Monday, 31 December 2018
If you're shopping for a new home, you are likely thinking about how much of a down payment you'll be able to put down.
When it comes time to apply for a mortgage, how should you decide what your down payment should be? When you're making such an important decision, there are a few factors to consider.
The magic number for most down payments is 20 percent. Why? Because those who make a down payment of at least 20 percent will be able to avoid the additional monthly expense of private mortgage insurance (PMI).This type of insurance protects the lender in the event you are not able to make payments.
PMI is usually paid on a monthly basis as part of your mortgage payment. In most cases, PMI is calculated as a percentage of the mortgage loan amount, usually between 0.3 percent and 1.5 percent of the original loan. The price varies based on the size of the borrower's down payment and credit score.
Similarly, borrowers with FHA loans (issued by the Federal Housing Administration) must pay a mortgage insurance premium (MIP) at closing, as well as an annual premium which is collected monthly. With VA loans (issued by the U.S. Department of Veterans Affairs), there will be an upfront funding fee, but no annual or monthly premiums. To understand the cost of these fees, borrowers should contact their lender.
If you have close to 20 percent saved for your down payment, it may make sense to draw on every possible resource to reach that amount. Otherwise, you may decide to consider purchasing a less expensive home so you can avoid PMI or delaying your purchase until you have enough money saved.
Should I make a bigger down payment?
In some cases, borrowers may be able to qualify for lower interest rates when they make a down payment of 25 percent to 30 percent of the purchase price.
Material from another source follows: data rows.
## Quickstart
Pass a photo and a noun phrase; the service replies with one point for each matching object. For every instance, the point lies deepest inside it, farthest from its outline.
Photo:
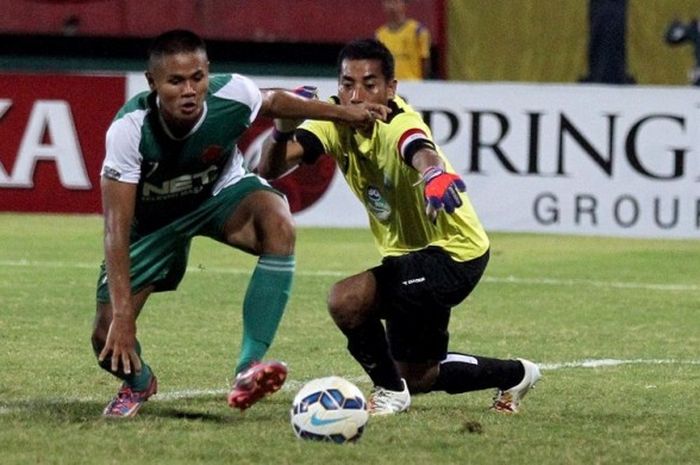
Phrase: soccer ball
(329, 409)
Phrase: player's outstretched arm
(118, 199)
(278, 103)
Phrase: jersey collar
(197, 125)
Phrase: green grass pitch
(614, 323)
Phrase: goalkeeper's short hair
(368, 49)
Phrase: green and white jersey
(175, 175)
(390, 189)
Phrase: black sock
(463, 373)
(367, 343)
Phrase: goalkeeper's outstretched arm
(280, 154)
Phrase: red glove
(441, 190)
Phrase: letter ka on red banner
(52, 130)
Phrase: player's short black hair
(175, 41)
(368, 49)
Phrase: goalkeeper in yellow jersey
(433, 246)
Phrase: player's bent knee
(419, 379)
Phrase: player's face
(362, 81)
(181, 81)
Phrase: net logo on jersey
(181, 185)
(379, 207)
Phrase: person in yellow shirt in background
(407, 39)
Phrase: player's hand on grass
(441, 191)
(121, 346)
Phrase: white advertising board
(574, 159)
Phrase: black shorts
(417, 292)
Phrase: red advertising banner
(52, 130)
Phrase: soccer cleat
(127, 402)
(385, 402)
(258, 381)
(508, 401)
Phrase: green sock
(139, 382)
(265, 300)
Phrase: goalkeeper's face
(362, 81)
(181, 81)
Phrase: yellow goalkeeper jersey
(392, 191)
(410, 45)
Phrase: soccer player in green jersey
(433, 246)
(172, 171)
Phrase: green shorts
(160, 258)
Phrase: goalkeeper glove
(441, 190)
(285, 127)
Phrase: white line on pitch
(544, 281)
(293, 384)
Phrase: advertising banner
(574, 159)
(52, 131)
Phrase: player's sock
(263, 306)
(137, 381)
(367, 343)
(463, 373)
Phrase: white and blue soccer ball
(329, 409)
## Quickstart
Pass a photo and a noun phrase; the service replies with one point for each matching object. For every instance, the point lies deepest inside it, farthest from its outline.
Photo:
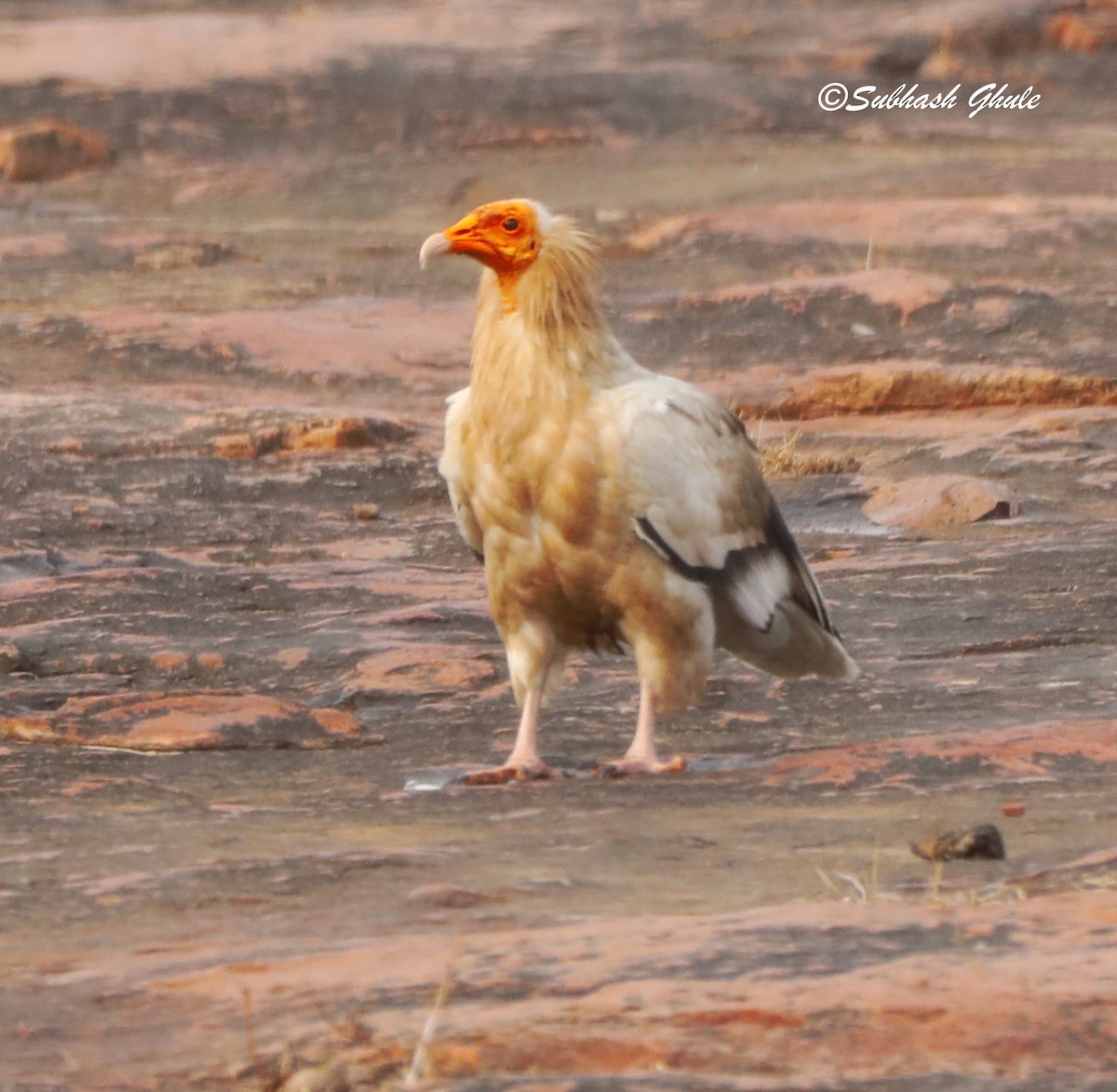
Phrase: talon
(626, 767)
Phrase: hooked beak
(438, 244)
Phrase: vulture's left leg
(533, 656)
(640, 757)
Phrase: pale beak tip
(433, 247)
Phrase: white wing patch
(760, 587)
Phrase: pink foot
(628, 765)
(512, 772)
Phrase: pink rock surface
(939, 500)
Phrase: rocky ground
(245, 655)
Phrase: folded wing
(699, 502)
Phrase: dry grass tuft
(786, 459)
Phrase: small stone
(939, 500)
(10, 658)
(50, 149)
(983, 842)
(451, 897)
(333, 1076)
(183, 256)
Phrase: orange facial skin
(503, 235)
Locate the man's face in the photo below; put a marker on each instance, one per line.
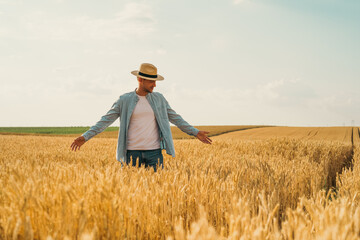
(148, 85)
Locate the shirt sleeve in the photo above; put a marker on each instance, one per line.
(178, 121)
(104, 122)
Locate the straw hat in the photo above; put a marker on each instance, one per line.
(148, 71)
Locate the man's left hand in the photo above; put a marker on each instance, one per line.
(203, 137)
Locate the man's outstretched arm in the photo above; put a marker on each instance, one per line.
(99, 127)
(176, 119)
(202, 136)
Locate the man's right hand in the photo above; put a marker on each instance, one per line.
(78, 142)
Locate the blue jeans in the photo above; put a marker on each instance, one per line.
(149, 158)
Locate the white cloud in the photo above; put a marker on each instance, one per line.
(134, 20)
(236, 2)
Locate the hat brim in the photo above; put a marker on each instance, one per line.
(159, 77)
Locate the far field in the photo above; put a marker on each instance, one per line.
(112, 132)
(341, 134)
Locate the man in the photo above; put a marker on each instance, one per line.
(144, 123)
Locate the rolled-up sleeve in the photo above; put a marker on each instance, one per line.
(104, 122)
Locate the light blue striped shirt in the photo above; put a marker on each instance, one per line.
(124, 107)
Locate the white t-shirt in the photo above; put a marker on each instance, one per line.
(143, 133)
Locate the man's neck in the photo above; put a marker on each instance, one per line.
(141, 93)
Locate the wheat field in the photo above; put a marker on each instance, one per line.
(282, 185)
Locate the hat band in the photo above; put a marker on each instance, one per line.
(147, 75)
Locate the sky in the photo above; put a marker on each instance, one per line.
(228, 62)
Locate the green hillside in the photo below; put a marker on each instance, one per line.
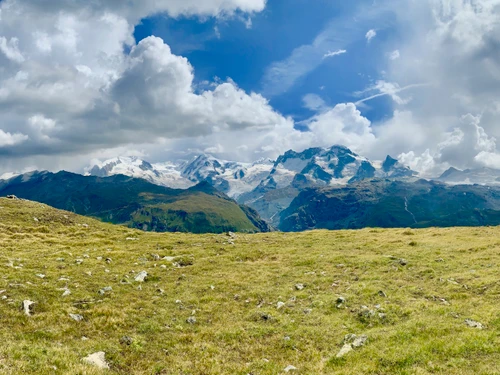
(247, 304)
(393, 204)
(137, 203)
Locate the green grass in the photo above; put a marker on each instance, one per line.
(231, 288)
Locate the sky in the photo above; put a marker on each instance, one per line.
(244, 79)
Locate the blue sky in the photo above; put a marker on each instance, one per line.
(230, 49)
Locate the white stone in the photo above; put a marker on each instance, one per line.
(27, 307)
(97, 359)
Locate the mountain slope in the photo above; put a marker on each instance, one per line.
(387, 204)
(212, 307)
(294, 172)
(136, 202)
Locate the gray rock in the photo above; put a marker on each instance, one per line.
(105, 289)
(27, 307)
(351, 342)
(97, 359)
(345, 350)
(141, 276)
(76, 317)
(126, 340)
(473, 324)
(299, 286)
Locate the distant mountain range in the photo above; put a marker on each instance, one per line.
(389, 204)
(137, 203)
(265, 185)
(329, 188)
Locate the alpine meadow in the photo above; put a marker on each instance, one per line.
(249, 187)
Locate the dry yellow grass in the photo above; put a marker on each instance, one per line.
(233, 290)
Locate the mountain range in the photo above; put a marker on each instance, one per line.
(137, 203)
(265, 185)
(329, 188)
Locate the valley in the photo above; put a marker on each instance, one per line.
(420, 301)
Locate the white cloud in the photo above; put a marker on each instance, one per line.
(10, 48)
(334, 53)
(8, 139)
(370, 35)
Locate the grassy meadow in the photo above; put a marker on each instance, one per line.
(210, 302)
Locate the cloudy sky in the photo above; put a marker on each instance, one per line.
(245, 79)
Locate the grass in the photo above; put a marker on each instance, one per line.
(233, 290)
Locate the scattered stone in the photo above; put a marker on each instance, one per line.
(299, 286)
(76, 317)
(352, 342)
(126, 340)
(141, 276)
(345, 349)
(473, 324)
(27, 307)
(266, 317)
(105, 289)
(97, 359)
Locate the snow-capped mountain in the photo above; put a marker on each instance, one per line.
(232, 178)
(315, 167)
(265, 185)
(165, 174)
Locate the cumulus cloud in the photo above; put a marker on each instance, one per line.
(370, 34)
(334, 53)
(8, 139)
(64, 88)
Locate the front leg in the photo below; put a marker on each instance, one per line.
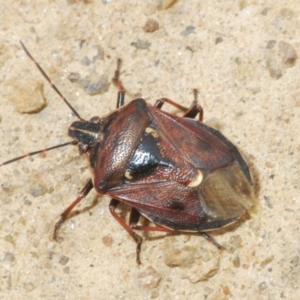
(87, 188)
(191, 112)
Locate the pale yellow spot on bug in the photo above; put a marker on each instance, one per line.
(151, 131)
(128, 175)
(197, 180)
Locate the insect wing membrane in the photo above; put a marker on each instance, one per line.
(167, 195)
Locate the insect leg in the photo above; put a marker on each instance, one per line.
(118, 83)
(87, 188)
(195, 108)
(188, 112)
(133, 218)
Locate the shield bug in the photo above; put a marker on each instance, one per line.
(177, 172)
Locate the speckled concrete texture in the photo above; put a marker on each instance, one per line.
(242, 56)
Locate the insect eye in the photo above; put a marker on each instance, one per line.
(95, 120)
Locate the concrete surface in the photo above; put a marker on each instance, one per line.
(243, 58)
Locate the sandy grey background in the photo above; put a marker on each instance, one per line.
(243, 58)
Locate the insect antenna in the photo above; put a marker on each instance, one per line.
(50, 82)
(38, 151)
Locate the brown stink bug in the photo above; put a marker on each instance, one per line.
(175, 171)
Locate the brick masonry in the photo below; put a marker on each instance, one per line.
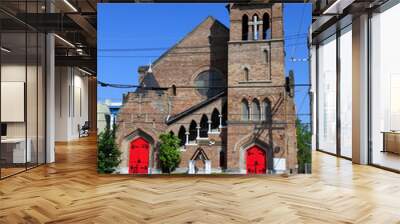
(212, 46)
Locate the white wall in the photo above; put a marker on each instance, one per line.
(71, 102)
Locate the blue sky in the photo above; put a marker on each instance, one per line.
(123, 28)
Borrowers should check with their lender to see if lower rates are available for loans with higher down payments.
Another benefit of bulking up the down payment: It will reduce a borrower's monthly payments and interest charges.
That said, paying more than 20 percent down on a home may not be the best option for your situation. For instance, do you have outstanding debts with higher interest rates? You may ultimately save more money by paying down higher interest debt than by bulking up your down payment. Check with a trusted financial or real estate adviser to see what's best for you.
For many prospective borrowers, a 20 percent down payment just isn't possible. But other options may be available to you through both government and conventional loan programs. Some government loan programs require no down payment or mortgage insurance costs.
Most conventional mortgages require PMI if the borrower can't make a 20 percent down payment. But, depending on your line of work, you may qualify for mortgage products designed specifically for certain groups of professionals that require little or no down payment and no PMI.
For instance, many lenders have products created for physicians starting their residency or attorneys fresh out of law school who have joined a firm. These potential borrowers likely carry more school loan debt that an average customer, but they also typically see a dramatic jump in income as their careers advance.
If, however, you don't fit in those categories and are required to purchase PMI with your mortgage, keep in mind that lenders will drop the PMI once your loan balance drops to 78 percent of your home's original appraised value — if you must meet certain requirements such as being current on your payments.
By understanding the costs and benefits associated with your down payment, you can choose the right amount for your needs—potentially saving thousands of dollars over the life of your loan.